The Boston Consulting Group (BCG) has just released a report, “Behind the American Export Surge,” which explores the recent resurgence in US manufacturing. While BCG goes into some detail in explaining the reversal in the decline of domestic manufacturing, it has been driven by two basic causes, a more attractive investment climate and the widespread availability of low cost energy as a result of booming domestic shale gas production and natural gas development. But perhaps the single most important conclusion drawn from the study is this: there is enough domestic shale gas to fuel an American manufacturing resurgence and to export abroad.
High-volume hydraulic fracturing natural gas development has made increased production of shale gas and oil economically attractive. With increased production of natural gas, the price according to BCG has declined 51% since 2005. And, technology is projected to result in further lowering production costs. This is a big advantage over our competitors that have natural gas prices that are 2.6 to 3.8 times greater than our domestic prices in America.
Lower natural gas prices mean that industries such as chemicals and plastics are able to increase profit margins as natural gas is a major cost in the manufacture of synthetic textiles, paper, and primary metals. Gas fired power plants are becoming an important source of electricity and this will, according to BCG help to keep power costs lower in the US.
The positive manufacturing and trade picture painted by the Boston Consulting Group is a bright light in an otherwise dismal economic outlook. However, making that projection a reality requires that we avoid economic rent-seeking by certain industries. That is especially true in energy where there already is a movement by such rent-seekers, like Dow Chemical, to restrict the export of liquefied natural gas (LNG). These companies are lobbying for restrictions so that they can use the low price caused by over supply to increase their own profits.
Such a policy perspective is not only short-sighted but is the equivalent of an economic circular firing squad. It would deny the benefits made clear by numerous studies from Brookings, Deloitte, and even the Department of Energy-commissioned NERA Economic Consulting study which found increasing exports could add nearly $75 billion to annual economic growth. And, it would invite some form of retaliation by our trading partners.
Moreover, such a policy perspective denies the reality of shale gas reserves. As the BCG study notes, proven shale gas reserves are estimated to be 350 trillion cubic feet, and production is expected to grow to double by 2035 to 12 trillion cubic feet of gas. There’s enough gas there to power manufacturing and to export to American allies abroad.
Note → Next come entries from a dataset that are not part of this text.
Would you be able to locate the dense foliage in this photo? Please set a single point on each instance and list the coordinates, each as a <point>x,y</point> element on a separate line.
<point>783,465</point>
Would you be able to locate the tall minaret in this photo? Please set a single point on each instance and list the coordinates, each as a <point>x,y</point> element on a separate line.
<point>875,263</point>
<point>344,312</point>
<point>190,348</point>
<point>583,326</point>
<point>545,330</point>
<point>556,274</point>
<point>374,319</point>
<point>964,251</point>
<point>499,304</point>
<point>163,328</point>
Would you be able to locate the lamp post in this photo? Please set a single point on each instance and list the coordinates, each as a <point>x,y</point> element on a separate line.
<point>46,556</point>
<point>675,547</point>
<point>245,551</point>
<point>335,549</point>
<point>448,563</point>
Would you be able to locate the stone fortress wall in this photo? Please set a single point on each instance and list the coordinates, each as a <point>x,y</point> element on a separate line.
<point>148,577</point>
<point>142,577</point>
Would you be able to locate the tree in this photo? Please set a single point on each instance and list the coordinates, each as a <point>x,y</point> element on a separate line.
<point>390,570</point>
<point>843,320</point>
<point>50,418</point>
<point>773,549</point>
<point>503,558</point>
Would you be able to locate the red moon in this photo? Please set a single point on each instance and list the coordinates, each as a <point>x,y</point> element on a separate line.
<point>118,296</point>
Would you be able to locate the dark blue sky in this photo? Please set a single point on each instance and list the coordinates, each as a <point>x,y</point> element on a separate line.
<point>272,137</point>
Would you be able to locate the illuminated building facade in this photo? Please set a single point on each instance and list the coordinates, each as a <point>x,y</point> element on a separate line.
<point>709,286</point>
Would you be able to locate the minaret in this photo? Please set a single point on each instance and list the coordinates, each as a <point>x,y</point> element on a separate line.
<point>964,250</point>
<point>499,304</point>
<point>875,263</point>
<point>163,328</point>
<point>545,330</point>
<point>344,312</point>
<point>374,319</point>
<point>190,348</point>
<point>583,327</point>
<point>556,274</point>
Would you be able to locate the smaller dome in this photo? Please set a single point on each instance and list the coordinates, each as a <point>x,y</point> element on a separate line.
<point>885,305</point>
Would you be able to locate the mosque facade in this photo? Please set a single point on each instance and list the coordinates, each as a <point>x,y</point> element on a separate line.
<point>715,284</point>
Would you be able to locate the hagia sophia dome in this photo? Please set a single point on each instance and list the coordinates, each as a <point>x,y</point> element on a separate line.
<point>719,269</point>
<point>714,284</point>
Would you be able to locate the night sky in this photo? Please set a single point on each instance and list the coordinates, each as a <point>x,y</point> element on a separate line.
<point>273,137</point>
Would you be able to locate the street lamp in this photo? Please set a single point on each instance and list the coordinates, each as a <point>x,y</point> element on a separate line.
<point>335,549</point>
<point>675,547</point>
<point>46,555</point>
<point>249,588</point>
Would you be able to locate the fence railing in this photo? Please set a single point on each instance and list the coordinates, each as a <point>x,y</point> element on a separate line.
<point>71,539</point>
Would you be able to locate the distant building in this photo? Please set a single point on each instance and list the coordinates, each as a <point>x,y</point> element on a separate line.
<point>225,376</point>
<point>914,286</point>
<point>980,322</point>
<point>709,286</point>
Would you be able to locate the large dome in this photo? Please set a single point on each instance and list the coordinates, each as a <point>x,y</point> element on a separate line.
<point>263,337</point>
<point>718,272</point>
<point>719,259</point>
In the 1960s and 70s, inter-state natural gas was subjected to price controls but intra-state gas wasn’t. As a result, inter-state gas had to be rationed as supplies diminished. Just the opposite happened in gas producing states. Today, the current boom in natural gas production has produced an excess in supply which has significantly depressed it price. Not surprising, as prices have dropped so has drilling activity. According to the Energy Information Administration, natural gas drilling activity has dropped from over 1400 active rigs in 2007 and 2008 to the 400 range in the last couple of years.
The notion of natural gas prices set by bureaucrats and not market forces brings back memories of the price and allocation controls in the 1970s. They didn’t work then and won’t work now.
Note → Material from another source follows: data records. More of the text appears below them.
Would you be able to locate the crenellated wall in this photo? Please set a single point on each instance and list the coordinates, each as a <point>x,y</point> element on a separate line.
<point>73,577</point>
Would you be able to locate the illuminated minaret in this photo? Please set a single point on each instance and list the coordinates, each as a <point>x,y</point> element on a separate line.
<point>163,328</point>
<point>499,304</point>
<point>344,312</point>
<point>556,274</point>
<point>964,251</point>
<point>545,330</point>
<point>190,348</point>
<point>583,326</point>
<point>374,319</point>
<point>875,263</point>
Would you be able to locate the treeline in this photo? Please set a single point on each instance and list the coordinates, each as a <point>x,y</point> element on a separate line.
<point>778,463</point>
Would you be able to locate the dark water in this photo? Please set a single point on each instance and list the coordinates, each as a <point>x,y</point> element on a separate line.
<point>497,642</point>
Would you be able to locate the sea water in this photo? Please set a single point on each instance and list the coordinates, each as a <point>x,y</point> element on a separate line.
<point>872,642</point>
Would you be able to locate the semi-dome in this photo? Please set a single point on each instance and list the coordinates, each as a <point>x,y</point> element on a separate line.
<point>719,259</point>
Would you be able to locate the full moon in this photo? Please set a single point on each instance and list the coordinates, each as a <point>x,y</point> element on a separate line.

Free and open trade benefits all, not a few. The advocacy of those in the camp of Dow chemical against expanding LNG exports is more about promoting crony capitalism than the “emerging renaissance in American manufacturing.” Companies should compete in the market place as it exists, not as they would have government make it.
As Boston Consulting Group makes clear, we can have both a domestic renaissance in manufacturing and continue to boost domestic natural gas development through LNG exports. As a policy, we should avoid the rent-seeking advocacy opposed to LNG exports. Instead, we should embrace both expanded natural gas development through exports and domestic manufacturing. There’s more than enough gas to fuel both.